Por Carlos Diviesti.
Mujer Maravilla. Un documental sobre Belela Herrera.
Belela no es una abuelita plácida. Es, como ella dice, una mujer hipercinética, largamente pasados sus noventa años. Hace yoga, nada, se maquilla levemente, prepara el té, mira la playa desde el ventanal de su apartamento y se sorprende por esa fila gruesa de autos que circulan frente a su casa como si fueran hormiguitas. Quizás ya no esté tan activa como antes, cuando ponía el cuerpo a las vicisitudes, pero su cabeza sigue siendo tan ordenada y precisa como para hablar en inglés con un prisionero de Guantánamo asilado en Montevideo. Belela eligió esa vida más que vivir la que le tocó. Son pocos los que se enfrentan tan francamente al destino cuando el que tenían fijado, a los ojos de los demás, era tan promisorio como para quedarse tranquilo y despreocuparse para siempre de los problemas cotidianos. Porque la casa de la infancia de Belela tenía una fuente y mayólicas con arabescos y contacto directo con el mundo de su época, ese que incluía las teorías marxistas como una salida a las desigualdades y que su padre le inculcó desde pequeña. Y que nunca olvidó, ni siquiera cuando el mundo se le plantó de frente con una metralleta entre las manos.
Esas vidas enormes contenidas en cuerpos frágiles, merecen documentales como este, menudos en apariencia y contundentes en su alcance. Una de nosotras, de Soledad Castro Lazaroff, nunca levanta la voz para entronizar la obra de María Bernabela Herrera Sanguinetti, o Belela Herrera, nombre con el que ya pasó a la historia contemporánea. No lo necesita, y no sería justo hacerlo. Su obra pudo ser registrada y cuantificada en documentos, pero el registro no honra su verdadera dimensión. Belela Herrera, una mujer de clase alta que se casó virginísima, tuvo cinco hijos y tiene doce nietos, que dictó clases de inglés y fue la esposa del embajador uruguayo en Chile, se definió a sí misma cuando, casi a los cincuenta, le dijo en voz baja a Salvador Allende, el día de su asunción, que ella, la mujer de un diplomático de un gobierno de derecha, era de izquierda. En la década de los años setenta, ser de derecha o de izquierda definía el límite entre la vida y la muerte. Tanto como eso. Las dictaduras del Cono Sur y las luchas armadas en la América Central obligaron a esta señora a tomar partido, a desarrollar una vocación imposible para las mujeres de su condición, a hacerse cargo de enderezar ese mundo torcido que no quería habitar.

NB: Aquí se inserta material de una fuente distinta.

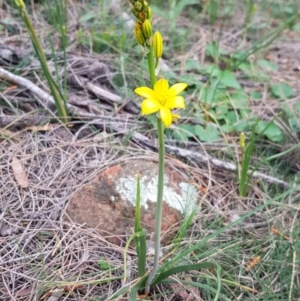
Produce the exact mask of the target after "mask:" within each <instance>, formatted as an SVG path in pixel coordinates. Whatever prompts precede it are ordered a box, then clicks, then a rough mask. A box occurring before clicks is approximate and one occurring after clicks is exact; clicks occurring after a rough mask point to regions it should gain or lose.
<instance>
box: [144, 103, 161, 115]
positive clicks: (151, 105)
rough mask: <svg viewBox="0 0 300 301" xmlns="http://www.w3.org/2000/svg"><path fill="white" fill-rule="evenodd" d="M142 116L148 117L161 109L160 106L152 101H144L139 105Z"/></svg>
mask: <svg viewBox="0 0 300 301" xmlns="http://www.w3.org/2000/svg"><path fill="white" fill-rule="evenodd" d="M141 108H142V115H149V114H152V113H155V112H157V111H158V110H159V109H160V108H161V104H160V103H159V102H158V101H156V100H153V99H145V100H144V101H143V102H142V105H141Z"/></svg>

Quizás su obra fue poco visible, porque la conveniencia mediática selecciona qué (y cuándo) contarle a la gente sobre qué es lo que en verdad ocurre en la sociedad. Belela, gracias a su Fiat rojo con el que entraba y salía de la residencia del embajador en Santiago, posibilitó que cientos, miles, de refugiados políticos se asilaran en las representaciones de ciertos países para escaparse de la muerte. Es un acierto de la película de Castro Lazaroff no poner nombre a los dictadores ni individualizar a las víctimas, lo que hace que el trabajo de Belela Herrera (en Chile como punto de partida, en el resto de América después) normalice su épica y cause una impresión que maravilla a la distancia. Porque puede saberse que Belela Herrera fue una de las responsables del Alto Comisionado de las Naciones Unidas para los Refugiados, pero es difícil conocer, sin investigar un poco, que un campamento en el límite entre El Salvador y Guatemala se convirtió en Ciudad Romero gracias a la gestión de Belela.

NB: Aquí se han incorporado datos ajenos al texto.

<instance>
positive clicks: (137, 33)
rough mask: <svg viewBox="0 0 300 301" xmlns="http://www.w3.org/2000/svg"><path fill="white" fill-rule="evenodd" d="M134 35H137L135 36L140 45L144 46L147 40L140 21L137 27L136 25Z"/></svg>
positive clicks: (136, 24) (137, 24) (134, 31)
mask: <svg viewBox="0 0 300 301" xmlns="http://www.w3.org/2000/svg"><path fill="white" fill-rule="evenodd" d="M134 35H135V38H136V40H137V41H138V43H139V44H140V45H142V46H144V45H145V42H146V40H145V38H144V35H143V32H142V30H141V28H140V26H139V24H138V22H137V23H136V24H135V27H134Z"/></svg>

Miles de personas le deben la vida a Belela, pero queda claro que para ella el heroísmo no tiene ninguna importancia. También la mayor parte de América le debe a Belela haber recuperado cierta paz política que la sacó de la violencia de Estado. Para ella su tarea fue la que cualquiera en su lugar, mujer u hombre, debía llevar adelante. Nada más que eso. No cree ser una mujer extraordinaria ni una esclarecida; es como cualquier otra que ha luchado (y que lucha) por el bienestar de sus semejantes. De sus dolores y de sus sentimientos también se hace cargo, pero prefiere no hablar. Y no hace falta, porque el cine documental necesita de las verdades sin estridencias para dejar huella, verdades como las que presenta esta película que debiera pasar a la historia o ser patrimonio de la humanidad, como los días de Belela.